Prof. Dr. Tilmann Rabl

Developing a Benchmark for Real-Time Analytics Systems

written by Tarik Alnawa, Fabian Georgi, Jan Reppien, Gerd Rössler and Finn Schoellkopf

Driven by the increasing volume and velocity of data, stream processing systems have become more and more relevant, not only for tech companies but also for businesses in logistics, finance, and other sectors. Similarly, time-critical business decisions benefit from real-time data analytics. Modern hardware lays the technical foundation for such analytics. Entry hurdles for end users are lowered through cloud computing and analytical systems such as Spark Streaming and Flink. Today, it is easier than ever before to capitalize on real-time analytics.

What is Real-Time Analytics?

Real-time analytics involves using data as soon as it is produced to reason business decisions. Systems need to execute analytical queries, incorporating fresh data. Two metrics are particularly important in this context: - Data Latency: Data latency measures the time it takes for generated data to become visible in a query. For real-time analytics systems, the goal is to minimize this time span during which the data is processed by the systems. Therefore, data should be visible within a few seconds or even sub-seconds. - Query Latency: Query latency is the time it takes for queries to execute and return the result set. Although there are options for quickly inserting data, in the past this has resulted in long query latency.

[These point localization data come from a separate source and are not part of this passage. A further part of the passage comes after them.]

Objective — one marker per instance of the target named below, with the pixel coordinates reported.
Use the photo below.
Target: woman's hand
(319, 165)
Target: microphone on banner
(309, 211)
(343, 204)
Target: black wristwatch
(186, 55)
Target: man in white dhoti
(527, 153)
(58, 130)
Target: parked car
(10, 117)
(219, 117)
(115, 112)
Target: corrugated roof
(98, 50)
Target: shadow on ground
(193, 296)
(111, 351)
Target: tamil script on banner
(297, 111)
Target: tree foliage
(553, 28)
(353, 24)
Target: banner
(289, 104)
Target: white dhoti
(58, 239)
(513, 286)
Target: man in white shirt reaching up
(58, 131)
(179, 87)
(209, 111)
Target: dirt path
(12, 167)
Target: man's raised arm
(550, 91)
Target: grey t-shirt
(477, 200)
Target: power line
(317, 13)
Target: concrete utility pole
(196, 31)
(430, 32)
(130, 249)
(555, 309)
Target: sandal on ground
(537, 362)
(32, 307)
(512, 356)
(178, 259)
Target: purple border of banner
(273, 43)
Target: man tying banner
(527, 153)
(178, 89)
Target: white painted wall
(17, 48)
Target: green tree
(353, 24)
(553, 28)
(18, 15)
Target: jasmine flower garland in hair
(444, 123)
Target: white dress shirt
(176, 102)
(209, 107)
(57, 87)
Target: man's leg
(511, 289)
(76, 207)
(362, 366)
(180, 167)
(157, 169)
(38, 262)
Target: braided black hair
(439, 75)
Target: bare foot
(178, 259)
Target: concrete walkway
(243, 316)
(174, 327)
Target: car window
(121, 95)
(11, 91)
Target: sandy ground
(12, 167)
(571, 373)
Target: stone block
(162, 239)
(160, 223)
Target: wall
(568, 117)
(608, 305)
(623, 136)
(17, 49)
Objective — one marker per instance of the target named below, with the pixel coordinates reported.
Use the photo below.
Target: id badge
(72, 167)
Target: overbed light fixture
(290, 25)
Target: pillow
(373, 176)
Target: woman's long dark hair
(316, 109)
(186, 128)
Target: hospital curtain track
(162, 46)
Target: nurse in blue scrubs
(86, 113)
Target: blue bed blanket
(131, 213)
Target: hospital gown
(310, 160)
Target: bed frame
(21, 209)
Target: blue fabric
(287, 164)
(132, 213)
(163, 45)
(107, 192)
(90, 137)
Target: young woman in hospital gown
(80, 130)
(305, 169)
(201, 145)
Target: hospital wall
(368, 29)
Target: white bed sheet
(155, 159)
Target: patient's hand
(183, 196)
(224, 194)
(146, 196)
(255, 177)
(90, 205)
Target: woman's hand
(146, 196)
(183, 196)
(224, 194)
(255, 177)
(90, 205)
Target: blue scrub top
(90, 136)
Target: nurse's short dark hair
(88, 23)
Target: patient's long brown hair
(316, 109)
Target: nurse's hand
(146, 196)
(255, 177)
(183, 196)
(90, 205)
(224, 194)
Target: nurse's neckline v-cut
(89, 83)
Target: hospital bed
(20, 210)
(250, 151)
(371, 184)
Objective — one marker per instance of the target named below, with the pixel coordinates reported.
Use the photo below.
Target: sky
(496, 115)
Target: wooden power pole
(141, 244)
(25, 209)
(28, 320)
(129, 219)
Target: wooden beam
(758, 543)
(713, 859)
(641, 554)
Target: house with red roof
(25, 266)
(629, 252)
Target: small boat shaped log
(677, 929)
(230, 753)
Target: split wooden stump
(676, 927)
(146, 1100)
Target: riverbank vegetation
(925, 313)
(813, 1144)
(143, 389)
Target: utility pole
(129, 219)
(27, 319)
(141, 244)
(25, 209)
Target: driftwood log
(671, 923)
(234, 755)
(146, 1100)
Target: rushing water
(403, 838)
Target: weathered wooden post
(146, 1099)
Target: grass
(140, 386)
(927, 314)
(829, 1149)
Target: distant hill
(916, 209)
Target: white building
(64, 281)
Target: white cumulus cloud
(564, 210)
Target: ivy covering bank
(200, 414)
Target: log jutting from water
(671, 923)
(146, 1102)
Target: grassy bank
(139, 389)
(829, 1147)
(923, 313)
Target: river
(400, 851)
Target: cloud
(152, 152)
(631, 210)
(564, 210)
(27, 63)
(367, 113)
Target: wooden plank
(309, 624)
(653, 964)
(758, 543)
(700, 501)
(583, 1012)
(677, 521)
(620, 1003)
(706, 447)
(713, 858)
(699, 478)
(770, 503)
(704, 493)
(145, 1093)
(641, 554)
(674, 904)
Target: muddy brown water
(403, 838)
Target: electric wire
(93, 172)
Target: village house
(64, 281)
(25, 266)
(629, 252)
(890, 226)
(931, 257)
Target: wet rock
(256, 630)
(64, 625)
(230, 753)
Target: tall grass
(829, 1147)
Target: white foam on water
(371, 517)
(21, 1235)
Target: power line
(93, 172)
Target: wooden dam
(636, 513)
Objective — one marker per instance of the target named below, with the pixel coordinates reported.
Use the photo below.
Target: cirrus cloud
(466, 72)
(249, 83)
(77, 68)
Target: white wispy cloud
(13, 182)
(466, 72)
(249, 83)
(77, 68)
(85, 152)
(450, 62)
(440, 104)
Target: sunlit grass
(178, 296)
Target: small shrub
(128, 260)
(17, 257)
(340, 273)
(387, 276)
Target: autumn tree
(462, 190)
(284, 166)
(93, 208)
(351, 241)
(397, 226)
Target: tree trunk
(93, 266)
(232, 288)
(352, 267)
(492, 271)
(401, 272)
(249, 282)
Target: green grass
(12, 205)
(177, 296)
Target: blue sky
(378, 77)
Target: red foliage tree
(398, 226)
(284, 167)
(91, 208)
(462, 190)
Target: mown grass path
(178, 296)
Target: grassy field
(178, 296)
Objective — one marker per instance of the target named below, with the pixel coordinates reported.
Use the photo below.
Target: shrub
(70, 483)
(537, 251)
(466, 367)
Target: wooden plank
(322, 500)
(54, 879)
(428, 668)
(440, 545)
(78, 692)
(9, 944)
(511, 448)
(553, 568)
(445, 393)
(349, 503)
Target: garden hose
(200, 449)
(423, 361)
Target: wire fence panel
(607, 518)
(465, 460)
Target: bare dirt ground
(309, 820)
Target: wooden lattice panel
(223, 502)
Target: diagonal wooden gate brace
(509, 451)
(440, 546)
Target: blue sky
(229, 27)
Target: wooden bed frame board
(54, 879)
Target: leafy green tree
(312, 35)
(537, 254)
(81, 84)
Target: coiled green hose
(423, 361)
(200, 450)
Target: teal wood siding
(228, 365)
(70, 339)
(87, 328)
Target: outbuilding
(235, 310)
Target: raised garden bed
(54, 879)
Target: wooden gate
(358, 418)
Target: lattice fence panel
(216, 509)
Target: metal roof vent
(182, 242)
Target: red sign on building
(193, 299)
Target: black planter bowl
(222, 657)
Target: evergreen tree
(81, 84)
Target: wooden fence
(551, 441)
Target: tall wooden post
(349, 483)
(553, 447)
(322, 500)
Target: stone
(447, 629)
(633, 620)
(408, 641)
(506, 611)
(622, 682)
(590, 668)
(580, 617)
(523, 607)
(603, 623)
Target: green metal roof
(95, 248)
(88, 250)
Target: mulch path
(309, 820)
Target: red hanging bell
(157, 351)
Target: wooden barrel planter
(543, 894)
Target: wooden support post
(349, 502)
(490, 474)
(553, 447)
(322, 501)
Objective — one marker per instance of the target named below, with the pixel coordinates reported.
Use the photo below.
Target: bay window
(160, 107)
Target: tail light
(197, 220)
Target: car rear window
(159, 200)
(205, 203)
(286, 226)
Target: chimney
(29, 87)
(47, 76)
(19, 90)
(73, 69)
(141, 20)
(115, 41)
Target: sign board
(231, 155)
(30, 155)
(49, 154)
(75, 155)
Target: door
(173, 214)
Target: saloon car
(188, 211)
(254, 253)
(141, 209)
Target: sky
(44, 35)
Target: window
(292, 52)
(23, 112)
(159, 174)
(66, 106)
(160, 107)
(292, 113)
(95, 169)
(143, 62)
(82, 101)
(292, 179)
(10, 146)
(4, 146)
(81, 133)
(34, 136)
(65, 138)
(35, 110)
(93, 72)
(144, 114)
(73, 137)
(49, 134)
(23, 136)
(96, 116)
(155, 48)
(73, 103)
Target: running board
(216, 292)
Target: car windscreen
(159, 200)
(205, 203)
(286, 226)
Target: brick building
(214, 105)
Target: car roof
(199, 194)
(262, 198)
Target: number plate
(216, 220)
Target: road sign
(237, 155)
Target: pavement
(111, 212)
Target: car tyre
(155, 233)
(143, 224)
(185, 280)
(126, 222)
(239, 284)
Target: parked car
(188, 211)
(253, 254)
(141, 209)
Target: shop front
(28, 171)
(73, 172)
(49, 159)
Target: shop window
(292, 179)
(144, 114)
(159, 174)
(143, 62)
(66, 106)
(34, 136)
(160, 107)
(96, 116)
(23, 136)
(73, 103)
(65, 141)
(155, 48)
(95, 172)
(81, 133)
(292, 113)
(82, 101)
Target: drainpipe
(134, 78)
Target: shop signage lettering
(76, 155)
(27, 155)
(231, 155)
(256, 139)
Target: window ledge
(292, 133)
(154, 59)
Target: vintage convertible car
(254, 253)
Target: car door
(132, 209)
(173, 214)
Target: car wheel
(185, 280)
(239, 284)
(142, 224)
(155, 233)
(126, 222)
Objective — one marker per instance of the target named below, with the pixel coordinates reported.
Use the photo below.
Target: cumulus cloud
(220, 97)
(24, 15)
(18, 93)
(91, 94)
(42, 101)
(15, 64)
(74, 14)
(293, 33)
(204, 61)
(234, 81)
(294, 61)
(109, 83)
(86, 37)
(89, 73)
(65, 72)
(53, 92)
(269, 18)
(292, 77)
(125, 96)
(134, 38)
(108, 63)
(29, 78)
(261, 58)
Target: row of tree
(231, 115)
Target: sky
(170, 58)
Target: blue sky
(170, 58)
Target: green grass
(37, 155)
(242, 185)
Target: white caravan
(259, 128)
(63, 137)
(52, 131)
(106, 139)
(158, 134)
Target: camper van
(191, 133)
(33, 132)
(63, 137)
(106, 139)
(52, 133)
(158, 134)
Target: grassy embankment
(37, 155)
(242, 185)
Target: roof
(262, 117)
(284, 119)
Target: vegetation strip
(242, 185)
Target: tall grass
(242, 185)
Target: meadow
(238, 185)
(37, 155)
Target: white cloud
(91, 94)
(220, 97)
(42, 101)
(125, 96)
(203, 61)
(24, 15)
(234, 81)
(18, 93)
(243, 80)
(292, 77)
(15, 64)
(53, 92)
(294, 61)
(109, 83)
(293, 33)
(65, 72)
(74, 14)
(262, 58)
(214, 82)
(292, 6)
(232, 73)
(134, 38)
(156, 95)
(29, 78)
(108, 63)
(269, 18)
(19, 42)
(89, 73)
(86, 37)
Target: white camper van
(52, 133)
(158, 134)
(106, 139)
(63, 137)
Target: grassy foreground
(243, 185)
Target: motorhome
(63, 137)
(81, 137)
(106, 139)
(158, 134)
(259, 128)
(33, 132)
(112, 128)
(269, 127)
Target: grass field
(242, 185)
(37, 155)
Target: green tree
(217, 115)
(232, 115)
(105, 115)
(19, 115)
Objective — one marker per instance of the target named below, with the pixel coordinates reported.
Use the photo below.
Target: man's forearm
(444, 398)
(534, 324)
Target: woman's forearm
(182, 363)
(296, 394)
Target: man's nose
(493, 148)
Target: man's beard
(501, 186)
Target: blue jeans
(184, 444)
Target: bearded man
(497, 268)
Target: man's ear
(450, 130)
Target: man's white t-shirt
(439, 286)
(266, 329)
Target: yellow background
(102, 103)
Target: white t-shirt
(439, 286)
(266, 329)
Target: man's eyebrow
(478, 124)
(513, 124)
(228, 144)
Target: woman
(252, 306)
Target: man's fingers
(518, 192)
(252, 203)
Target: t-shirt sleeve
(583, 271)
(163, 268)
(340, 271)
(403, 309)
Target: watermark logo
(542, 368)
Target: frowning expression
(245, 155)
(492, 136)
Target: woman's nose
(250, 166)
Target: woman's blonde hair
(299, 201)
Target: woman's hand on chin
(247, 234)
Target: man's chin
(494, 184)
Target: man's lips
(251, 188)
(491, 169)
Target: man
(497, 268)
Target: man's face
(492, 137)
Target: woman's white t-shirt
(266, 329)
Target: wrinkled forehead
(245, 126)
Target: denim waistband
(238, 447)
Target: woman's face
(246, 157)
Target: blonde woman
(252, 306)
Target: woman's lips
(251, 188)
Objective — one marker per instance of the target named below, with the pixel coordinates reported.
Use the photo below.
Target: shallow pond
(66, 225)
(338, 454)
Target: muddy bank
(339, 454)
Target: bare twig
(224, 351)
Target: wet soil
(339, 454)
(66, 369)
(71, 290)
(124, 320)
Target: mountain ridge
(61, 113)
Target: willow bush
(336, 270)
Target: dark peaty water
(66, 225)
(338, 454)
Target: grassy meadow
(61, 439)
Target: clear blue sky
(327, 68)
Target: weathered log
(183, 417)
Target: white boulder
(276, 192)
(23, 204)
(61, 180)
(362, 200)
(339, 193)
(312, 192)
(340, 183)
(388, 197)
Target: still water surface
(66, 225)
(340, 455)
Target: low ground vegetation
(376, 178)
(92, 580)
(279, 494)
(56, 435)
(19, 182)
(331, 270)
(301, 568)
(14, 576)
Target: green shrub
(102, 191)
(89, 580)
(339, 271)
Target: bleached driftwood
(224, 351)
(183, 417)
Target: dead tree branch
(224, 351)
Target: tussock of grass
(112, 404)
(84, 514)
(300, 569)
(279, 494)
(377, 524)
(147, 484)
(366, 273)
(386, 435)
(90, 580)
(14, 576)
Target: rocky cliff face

The goal of real-time analytics systems is to minimize query latency and quickly reflect changes in the data. This enables faster business decisions, real-time predictions, and process automation.

The Current State of Benchmarks

Despite the availability of benchmarks such as TPC-H and StarSchema Benchmark (SSB) to assess OLAP system performance, none of these benchmarks adequately address the unique challenges posed by real-time analytics, such as data freshness and streaming ingest capabilities. At the opposite end of the spectrum lie streaming benchmarks, which focus on assessing the performance of stream processing engines but overlook the critical aspect of analytical queries. Examples of such benchmarks include the LinearRoad Benchmark and the Yahoo Streaming Benchmark. To our knowledge, there is no benchmark that combines these two aspects and measures performance of stream processing engines for relational mixed OLTP-OLAP workloads.

Our Goal

In our master project, we aimed to develop a benchmark specifically designed for realtime analytics systems. The benchmark focuses on data latency and query latency. Our goal was to combine the advantages of streaming systems with a persistent data store, where we can later execute OLAP queries on both the streamed data and the static data. The benchmark must be designed to allow developers of real-time analytics systems to easily test their implementations of different systems, or to find the most efficient implementation for one specific system.

Database Schema

We used the database schema from the StarSchema Benchmark (SSB) as a starting point. The schema includes the customer, part, supplier, and lineorder relations. The latter is a denormalized form of the lineitem and orders table of the well known TPC-H benchmark. Compared to the SSB, we removed the date table and added individual columns for different timestamps, which are labeled with the prefix bm_. Those are used
to track the time spent in the system by each record.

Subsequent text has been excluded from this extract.